In Australia, si prepara una legge che obbliga gli editori a cercare di arrivare a un accordo di licenza dei loro contenuti con Google e Facebook: se la trattativa non riesce partirà un arbitrato con autorità pubbliche; il che implica che comunque Google e Facebook paghino. Intanto, Facebook appoggia Epic, l’editore del gioco Fortnite, nella lotta al pagamento che Apple e Google pretendono da chi vende qualcosa sui loro negozi di applicazioni per telefonini. Apple peraltro cerca di ridurre la conflittualità, rimandando l’entrata in funzione di un aspetto della nuova versione del suo sistema operativo che, in nome della privacy, frena le pratiche che Facebook e Google adottano per tracciare i comportamenti degli utenti e vendere pubblicità mirata. Europa e Stati Uniti non cessano di monitorare la crescita del potere delle piattaforme digitali. Le autorità europee, per esempio, sono intervenute sull’acquisizione di Fitbit: hanno mandato una richiesta di informazioni di 60 pagine all’acquirente Google, cercando di capire in che modo i dati sulla salute dei cittadini europei raccolti dal braccialetto elettronico e dal motore di ricerca verranno aggregati. Il valore in borsa delle piattaforme peraltro è elevatissimo, nonostante la crisi mondiale e le ultime correzioni. Apple, Google, Amazon, Facebook e Microsoft insieme valgono più di 5mila miliardi di dollari. Le loro dimensioni sono tali da renderle il bersaglio di una quantità altrettanto grande di avversari.

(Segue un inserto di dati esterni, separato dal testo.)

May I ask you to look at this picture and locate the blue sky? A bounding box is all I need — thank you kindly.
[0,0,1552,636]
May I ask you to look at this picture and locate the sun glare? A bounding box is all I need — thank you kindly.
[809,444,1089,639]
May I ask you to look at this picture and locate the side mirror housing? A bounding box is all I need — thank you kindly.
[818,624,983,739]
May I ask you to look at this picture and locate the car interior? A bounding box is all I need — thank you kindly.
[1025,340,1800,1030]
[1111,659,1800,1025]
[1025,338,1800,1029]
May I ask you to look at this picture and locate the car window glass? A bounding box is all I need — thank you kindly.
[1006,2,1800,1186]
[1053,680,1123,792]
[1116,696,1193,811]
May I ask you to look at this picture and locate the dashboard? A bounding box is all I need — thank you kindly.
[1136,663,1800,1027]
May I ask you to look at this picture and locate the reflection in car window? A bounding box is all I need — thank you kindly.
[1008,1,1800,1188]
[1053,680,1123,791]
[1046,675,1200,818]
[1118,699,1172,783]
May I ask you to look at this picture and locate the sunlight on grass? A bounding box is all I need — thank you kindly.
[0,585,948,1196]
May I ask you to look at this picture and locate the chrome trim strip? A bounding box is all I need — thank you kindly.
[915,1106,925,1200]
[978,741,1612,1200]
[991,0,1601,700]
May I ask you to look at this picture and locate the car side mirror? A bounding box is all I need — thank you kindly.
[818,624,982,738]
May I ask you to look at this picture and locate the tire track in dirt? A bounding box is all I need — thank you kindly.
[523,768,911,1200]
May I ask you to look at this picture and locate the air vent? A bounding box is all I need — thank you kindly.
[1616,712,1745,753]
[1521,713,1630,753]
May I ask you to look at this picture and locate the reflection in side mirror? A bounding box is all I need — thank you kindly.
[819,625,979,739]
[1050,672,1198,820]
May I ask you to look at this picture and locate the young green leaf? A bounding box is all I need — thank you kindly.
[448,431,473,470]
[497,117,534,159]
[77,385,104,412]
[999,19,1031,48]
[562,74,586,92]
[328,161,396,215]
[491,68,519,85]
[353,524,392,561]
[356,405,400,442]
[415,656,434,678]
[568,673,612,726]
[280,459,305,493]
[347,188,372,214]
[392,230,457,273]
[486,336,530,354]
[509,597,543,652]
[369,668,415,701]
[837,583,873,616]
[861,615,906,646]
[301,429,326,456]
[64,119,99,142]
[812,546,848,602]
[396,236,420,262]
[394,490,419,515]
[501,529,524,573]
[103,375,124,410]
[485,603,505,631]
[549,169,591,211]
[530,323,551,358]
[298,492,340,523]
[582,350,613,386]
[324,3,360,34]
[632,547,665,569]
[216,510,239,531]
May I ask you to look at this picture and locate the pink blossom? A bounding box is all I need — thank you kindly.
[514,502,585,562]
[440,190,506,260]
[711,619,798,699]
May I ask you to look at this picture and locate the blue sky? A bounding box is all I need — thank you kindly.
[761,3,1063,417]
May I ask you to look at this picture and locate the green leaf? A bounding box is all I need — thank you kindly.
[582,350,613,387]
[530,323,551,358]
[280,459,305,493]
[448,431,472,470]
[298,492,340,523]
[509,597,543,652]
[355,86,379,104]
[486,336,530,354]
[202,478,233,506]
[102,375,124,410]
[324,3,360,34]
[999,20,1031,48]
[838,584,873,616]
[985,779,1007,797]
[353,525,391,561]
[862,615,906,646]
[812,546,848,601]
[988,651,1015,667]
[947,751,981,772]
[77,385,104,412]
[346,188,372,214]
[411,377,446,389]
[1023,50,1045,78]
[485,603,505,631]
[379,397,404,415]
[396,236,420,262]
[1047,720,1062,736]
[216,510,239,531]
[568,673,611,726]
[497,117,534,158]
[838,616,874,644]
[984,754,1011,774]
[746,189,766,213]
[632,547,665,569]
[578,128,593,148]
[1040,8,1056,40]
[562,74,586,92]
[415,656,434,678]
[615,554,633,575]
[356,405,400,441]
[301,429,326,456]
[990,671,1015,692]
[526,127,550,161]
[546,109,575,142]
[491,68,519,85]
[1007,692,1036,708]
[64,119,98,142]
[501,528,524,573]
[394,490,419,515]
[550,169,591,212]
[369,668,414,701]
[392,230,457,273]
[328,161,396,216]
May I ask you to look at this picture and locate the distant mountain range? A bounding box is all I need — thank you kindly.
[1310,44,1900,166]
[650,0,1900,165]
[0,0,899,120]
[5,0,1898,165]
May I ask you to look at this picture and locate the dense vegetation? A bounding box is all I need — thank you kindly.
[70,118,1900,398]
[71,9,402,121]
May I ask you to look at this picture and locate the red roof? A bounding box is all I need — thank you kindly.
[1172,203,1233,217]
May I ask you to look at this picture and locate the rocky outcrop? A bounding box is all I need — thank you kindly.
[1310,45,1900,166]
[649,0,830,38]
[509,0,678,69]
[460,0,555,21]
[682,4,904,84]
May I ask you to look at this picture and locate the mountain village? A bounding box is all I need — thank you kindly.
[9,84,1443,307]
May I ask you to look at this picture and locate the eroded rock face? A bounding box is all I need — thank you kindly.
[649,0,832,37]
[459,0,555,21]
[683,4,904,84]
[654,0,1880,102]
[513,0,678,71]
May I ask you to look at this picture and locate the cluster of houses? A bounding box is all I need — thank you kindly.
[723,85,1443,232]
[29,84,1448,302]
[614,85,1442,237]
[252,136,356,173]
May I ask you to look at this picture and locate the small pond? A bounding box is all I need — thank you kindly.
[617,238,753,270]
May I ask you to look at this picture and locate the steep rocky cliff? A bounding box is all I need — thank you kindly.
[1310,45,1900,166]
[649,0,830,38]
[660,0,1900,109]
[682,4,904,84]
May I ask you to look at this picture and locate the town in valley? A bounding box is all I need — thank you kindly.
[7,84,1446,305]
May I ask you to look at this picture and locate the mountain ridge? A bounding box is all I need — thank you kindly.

Dove porta tutta questa conflittualità? Molti commentatori hanno l’impressione che ogni singolo attacco a questi giganti sia destinato ad assumere i connotati di una puntura di spillo che alla fine passa senza lasciare conseguenze. Non solo perché le sanzioni non sono mai abbastanza gravi da mettere in crisi i conti dei giganti. Ma anche perché mentre gli avversari contrastano un aspetto delle attività delle grandi piattaforme, queste si sono già avviate a creare molte altre iniziative potenzialmente problematiche. Forse occorre cambiare punto di vista.
Come scrivono Jeremy Heimans e Henry Timms nel loro libro “New Power” (Einaudi 2020) il potere di questo millennio non si accumula: circola. Non si difende, come un fondo: scorre, come un flusso. E questo perché il potere si basa sulla gestione dell’enorme flusso di informazione che moltissimi soggetti fanno circolare. E sulla parcellizzazione dell’attenzione. I due autori, peraltro, sono poco interessati al potere delle grandi piattaforme; scrivono per mostrare come la comprensione del modo di funzionare di internet possa essere alla base dei successi di movimenti di ogni genere tesi a modernizzare la società, migliorare la convivenza, affermare diritti.
A maggior ragione potrebbe essere alla base anche di possibili futuri successi di istituzioni e forze politiche che ritengano giusto rigenerare un equilibrio nel sistema di potere che si è formato nel mondo dei media digitali. Sta di fatto che le grandi piattaforme conoscono molto bene il potere del flusso del grande fiume di informazioni, innovazioni, trasformazioni degli algoritmi e delle tecnologie. L’equilibrio dei poteri è, oggi più che mai, l’equilibrio della conoscenza.